(569l) De Novo Molecular Design with Graph-Based Evolutionary Algorithm Considering Multi-Dimensional Constraints

Authors: 
Herring, III, R., Auburn University
Eden, M. R., Auburn University
Li, P., Auburn University

The area of computer-aided molecular design has greatly influenced the rate and cost at which novel chemicals with desired attributes have been identified. As such, great effort has been invested in new methodologies which allow for the solution of larger and more complex problems of this nature. The application of evolutionary algorithms is one such technique which has shown promise in the solution of large combinatorial, and highly non-linear molecular design problems. The typical approach begins with a population of randomly generated individuals and the more fit members are stochastically selected to undergo computational analogues of natural recombination and mutation. This process is iterative until the resultant population possesses the desired attributes, which could be evaluated with existing quantitative structure property (activity) relationships (QSPR’s) or other types of property models.
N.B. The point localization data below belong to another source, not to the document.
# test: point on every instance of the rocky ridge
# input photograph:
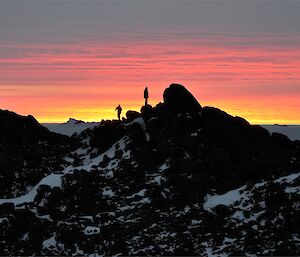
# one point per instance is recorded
(175, 179)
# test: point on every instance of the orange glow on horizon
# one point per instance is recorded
(260, 83)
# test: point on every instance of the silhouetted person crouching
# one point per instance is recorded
(119, 109)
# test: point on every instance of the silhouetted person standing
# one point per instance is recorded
(119, 109)
(146, 96)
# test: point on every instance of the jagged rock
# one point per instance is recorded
(104, 135)
(28, 152)
(131, 115)
(179, 100)
(203, 182)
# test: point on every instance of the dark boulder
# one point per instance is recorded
(106, 134)
(28, 152)
(179, 100)
(131, 115)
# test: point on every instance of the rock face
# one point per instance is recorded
(179, 100)
(176, 181)
(28, 152)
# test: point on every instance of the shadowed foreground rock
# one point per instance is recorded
(177, 179)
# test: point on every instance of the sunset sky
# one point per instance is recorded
(80, 59)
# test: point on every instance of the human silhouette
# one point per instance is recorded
(119, 109)
(146, 96)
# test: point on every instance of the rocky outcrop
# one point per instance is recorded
(28, 152)
(179, 100)
(173, 180)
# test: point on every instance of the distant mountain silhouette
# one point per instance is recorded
(28, 152)
(174, 179)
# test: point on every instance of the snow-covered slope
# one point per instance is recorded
(292, 131)
(70, 127)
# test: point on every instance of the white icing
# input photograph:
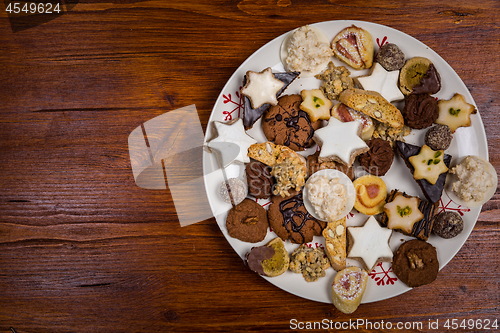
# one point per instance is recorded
(383, 82)
(234, 133)
(262, 88)
(339, 139)
(371, 242)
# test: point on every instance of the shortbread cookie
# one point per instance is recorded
(309, 262)
(259, 179)
(374, 105)
(335, 243)
(335, 80)
(287, 167)
(314, 165)
(262, 87)
(289, 219)
(247, 222)
(455, 112)
(346, 114)
(419, 76)
(383, 82)
(340, 142)
(286, 124)
(371, 192)
(415, 263)
(369, 244)
(315, 104)
(354, 46)
(250, 114)
(431, 191)
(348, 288)
(398, 218)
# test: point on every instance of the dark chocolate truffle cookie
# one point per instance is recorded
(448, 225)
(378, 160)
(415, 263)
(286, 124)
(390, 57)
(420, 110)
(247, 222)
(259, 179)
(289, 219)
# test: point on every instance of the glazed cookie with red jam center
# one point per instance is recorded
(286, 124)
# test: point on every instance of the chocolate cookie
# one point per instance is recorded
(289, 219)
(415, 263)
(420, 110)
(378, 159)
(448, 225)
(259, 179)
(247, 222)
(286, 124)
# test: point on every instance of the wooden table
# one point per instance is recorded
(83, 249)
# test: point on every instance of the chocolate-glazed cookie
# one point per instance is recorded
(259, 179)
(247, 222)
(289, 219)
(420, 110)
(415, 263)
(378, 159)
(286, 124)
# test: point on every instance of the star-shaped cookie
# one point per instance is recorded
(340, 141)
(383, 82)
(262, 87)
(234, 132)
(370, 243)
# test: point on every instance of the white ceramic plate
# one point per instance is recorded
(471, 140)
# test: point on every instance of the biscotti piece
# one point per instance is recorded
(288, 168)
(374, 105)
(335, 243)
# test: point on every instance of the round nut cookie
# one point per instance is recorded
(415, 263)
(286, 124)
(247, 222)
(289, 219)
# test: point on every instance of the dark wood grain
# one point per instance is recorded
(83, 249)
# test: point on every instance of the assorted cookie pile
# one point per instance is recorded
(354, 124)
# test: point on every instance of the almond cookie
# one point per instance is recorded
(289, 219)
(309, 262)
(415, 263)
(286, 124)
(374, 105)
(335, 243)
(247, 222)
It has been shown that many molecular properties or attributes are often best characterized by a combination of descriptors with varying dimensionality. This could, for example, include a combination of graph theoretical two-dimensional descriptors, such as the chi connectivity index, along with three-dimensional descriptors, which capture important spatial characteristics. The inverse solution to property models of this nature, which entails identifying candidate molecular structures with the desired properties as defined by the given model, is often highly non-linear in nature. In addition, the use of molecular fragments, as often practiced in the de novo design of novel structures, can lead to a combinatorially large search space which becomes intractable for exhaustive solution techniques. The application of an evolutionary algorithm provides a powerful method for the solution of these types of molecular design problems in which there are often multiple objective constraints with high computational complexity and a large search space.
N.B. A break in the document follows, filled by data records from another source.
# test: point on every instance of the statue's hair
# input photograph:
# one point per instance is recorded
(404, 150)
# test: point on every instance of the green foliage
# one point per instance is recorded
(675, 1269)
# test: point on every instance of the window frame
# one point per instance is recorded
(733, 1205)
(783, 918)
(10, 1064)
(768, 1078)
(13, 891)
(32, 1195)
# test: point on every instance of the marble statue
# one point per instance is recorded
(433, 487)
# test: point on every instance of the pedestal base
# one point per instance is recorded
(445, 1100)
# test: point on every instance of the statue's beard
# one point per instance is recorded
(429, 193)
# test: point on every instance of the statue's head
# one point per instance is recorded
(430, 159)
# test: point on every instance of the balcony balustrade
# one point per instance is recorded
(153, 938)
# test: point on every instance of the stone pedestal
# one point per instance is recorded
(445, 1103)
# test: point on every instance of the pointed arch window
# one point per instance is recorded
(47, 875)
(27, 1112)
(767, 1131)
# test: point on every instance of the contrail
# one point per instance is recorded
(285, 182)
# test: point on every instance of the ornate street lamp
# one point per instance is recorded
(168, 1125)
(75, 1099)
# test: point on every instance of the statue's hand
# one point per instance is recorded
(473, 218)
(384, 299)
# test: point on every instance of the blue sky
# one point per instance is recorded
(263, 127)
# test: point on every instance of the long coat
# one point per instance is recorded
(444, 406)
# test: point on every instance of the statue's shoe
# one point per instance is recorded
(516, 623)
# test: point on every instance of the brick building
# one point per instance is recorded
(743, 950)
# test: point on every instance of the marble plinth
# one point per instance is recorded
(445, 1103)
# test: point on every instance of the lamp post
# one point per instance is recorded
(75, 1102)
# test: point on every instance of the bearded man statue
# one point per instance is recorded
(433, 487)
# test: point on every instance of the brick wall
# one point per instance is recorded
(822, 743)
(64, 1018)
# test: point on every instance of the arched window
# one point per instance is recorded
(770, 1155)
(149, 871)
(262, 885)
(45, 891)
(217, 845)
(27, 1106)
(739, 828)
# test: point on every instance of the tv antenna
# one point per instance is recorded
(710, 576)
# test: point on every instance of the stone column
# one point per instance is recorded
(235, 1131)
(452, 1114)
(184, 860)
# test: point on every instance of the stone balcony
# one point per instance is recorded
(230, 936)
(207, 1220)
This approach utilizes a fragment based descriptor known as the Signature descriptor, which is represented as a molecular graph, as building blocks to generate candidate solutions. The nature of signature descriptors allows for control over the desired chemical search space as well as convenient reconstruction of the resultant molecular graphs. This descriptor has proven useful in the solution of problems with topological constraints and has recently been extended to tackle problems of higher dimensionality, including three dimensional as well as four dimensional (conformational ensemble) constraints. The graph-based operators necessary for such an approach will be outlined as well as exemplified through a case study which will highlight the advantages of this algorithm.